# To fix or not to fix....



## twincharged91 (Feb 4, 2009)

This is my buddies GTO that was involved in a couple accidents. Just thought I would get some input from the experts as it is going to be expensive to fix.


----------



## Falco21 (May 11, 2010)

Going to be a ton to repair.

/thread


----------



## Bossin (Jul 27, 2011)

damn..! what happened ....... so u selling any parts ?


----------



## jetstang (Nov 5, 2008)

That is def repairable. The insurance company may total it, but anything can be fixed with skills. Just have to make sure the front shock tower isn't too far out of whack. A shop with a frame puller can fix it.


----------



## Falco21 (May 11, 2010)

Oh, it definitely can be repaired. It will definitely take some work, but can be done.
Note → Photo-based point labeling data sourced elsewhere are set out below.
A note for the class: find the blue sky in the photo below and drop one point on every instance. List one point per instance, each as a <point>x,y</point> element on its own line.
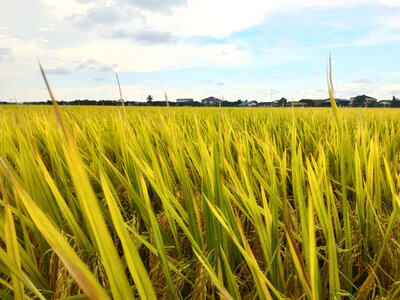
<point>254,49</point>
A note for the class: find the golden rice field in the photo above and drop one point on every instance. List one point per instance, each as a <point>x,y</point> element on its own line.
<point>183,203</point>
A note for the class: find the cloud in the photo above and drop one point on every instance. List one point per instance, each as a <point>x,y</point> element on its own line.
<point>94,65</point>
<point>367,80</point>
<point>5,53</point>
<point>146,36</point>
<point>215,82</point>
<point>57,71</point>
<point>157,5</point>
<point>105,15</point>
<point>391,3</point>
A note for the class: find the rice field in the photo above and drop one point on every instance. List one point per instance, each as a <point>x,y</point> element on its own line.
<point>184,203</point>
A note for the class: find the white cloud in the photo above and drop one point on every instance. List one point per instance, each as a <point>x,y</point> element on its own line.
<point>392,3</point>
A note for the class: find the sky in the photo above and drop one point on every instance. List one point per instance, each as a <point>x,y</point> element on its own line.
<point>232,49</point>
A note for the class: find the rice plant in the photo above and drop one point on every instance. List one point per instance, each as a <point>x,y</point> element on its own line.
<point>202,203</point>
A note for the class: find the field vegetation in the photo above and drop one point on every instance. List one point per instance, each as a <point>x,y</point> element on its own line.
<point>206,203</point>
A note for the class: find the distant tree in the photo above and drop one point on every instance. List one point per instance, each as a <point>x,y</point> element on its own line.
<point>282,101</point>
<point>395,102</point>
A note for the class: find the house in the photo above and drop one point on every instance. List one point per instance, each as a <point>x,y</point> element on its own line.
<point>266,104</point>
<point>385,103</point>
<point>184,101</point>
<point>339,102</point>
<point>296,104</point>
<point>311,102</point>
<point>248,104</point>
<point>362,100</point>
<point>211,101</point>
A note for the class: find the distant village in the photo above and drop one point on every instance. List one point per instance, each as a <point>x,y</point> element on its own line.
<point>358,101</point>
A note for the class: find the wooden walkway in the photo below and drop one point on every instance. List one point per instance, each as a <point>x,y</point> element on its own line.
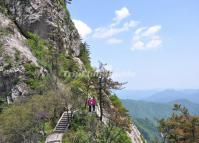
<point>60,129</point>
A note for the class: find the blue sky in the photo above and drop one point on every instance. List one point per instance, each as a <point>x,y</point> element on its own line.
<point>149,44</point>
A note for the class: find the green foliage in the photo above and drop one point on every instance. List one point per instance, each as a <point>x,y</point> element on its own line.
<point>117,103</point>
<point>24,121</point>
<point>85,55</point>
<point>180,127</point>
<point>3,8</point>
<point>86,128</point>
<point>148,129</point>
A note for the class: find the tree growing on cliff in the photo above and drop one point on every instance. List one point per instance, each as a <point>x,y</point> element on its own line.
<point>105,85</point>
<point>181,127</point>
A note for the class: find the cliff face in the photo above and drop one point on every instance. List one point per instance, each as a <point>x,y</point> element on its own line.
<point>47,18</point>
<point>38,42</point>
<point>50,20</point>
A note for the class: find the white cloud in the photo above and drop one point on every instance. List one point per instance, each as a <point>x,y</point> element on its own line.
<point>110,31</point>
<point>121,14</point>
<point>147,38</point>
<point>83,29</point>
<point>114,41</point>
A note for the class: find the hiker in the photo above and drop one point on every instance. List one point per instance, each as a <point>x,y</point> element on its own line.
<point>94,103</point>
<point>89,103</point>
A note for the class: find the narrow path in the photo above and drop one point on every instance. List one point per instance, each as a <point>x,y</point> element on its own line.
<point>60,129</point>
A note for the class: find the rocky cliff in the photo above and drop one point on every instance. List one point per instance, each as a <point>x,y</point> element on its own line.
<point>50,20</point>
<point>38,43</point>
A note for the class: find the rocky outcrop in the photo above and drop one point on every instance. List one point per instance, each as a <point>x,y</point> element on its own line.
<point>14,54</point>
<point>49,19</point>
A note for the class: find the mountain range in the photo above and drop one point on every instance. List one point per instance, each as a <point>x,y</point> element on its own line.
<point>161,96</point>
<point>148,106</point>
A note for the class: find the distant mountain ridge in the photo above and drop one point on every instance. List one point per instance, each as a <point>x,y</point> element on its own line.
<point>160,96</point>
<point>146,114</point>
<point>171,95</point>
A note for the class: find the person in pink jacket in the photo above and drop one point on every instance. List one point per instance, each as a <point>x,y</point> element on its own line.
<point>94,103</point>
<point>89,103</point>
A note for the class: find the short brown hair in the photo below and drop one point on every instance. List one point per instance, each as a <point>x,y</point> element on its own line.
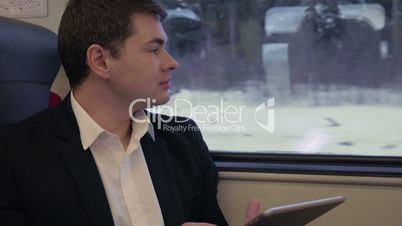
<point>104,22</point>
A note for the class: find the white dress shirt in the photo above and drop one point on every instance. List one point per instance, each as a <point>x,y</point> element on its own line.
<point>124,173</point>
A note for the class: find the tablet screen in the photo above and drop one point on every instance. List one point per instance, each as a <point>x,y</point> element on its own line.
<point>298,214</point>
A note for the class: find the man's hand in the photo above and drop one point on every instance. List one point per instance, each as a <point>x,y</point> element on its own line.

The OP asked how much we think it would cost. I think that is a whole different story in and of itself. It's going to cost quite some coin


----------



## twincharged91 (Feb 4, 2009)

Yeah its at the frame shop now. I purchased two parts cars an 04 and 05 to help my friend put it back together. It just seems it may have been worth more parting out rather than rebuilding as I don't think it will be worth as much as a never wrecked car. It is like 50/50 that is why I asked.


----------



## nicayotte (Apr 4, 2011)

I can tell you from experience that I was quoted around $10k to fix the rear end of my previous GTO after I was smashed by a driver texting. Depending on how extent the damage is and your auto body skills you can do it yourself for substantially less. Also before you or your friend dives to deep into this project I would see what the drivers insurance policy is regarding straightened frames or totaled vehicles. Some companies will not insure then vehicles.


----------



## Falco21 (May 11, 2010)

That's going to cost well over 20k.

Nicayotte, you said your damage was 8k. Here is a picture of similar front damage. Cost the guy 12k to repair.










Not worth it like I said.

The headlights alone will cost you 1k if you get OEM ones.


----------



## Rukee (Feb 8, 2007)

Pfft!! A couple of wire ties and some duct tape and that thing would be ready to go!!


----------



## Falco21 (May 11, 2010)

Yeah, the way our bumpers are put on, zip ties are a must! hahaha


----------



## jpalamar (Jul 22, 2008)

That car is totaled.


----------



## HP11 (Apr 11, 2009)

twincharged91 said:


> Yeah its at the frame shop now. I purchased two parts cars an 04 and 05 to help my friend put it back together. It just seems it may have been worth more parting out rather than rebuilding as I don't think it will be worth as much as a never wrecked car. It is like 50/50 that is why I asked.


What you now have it *three* parts cars........


----------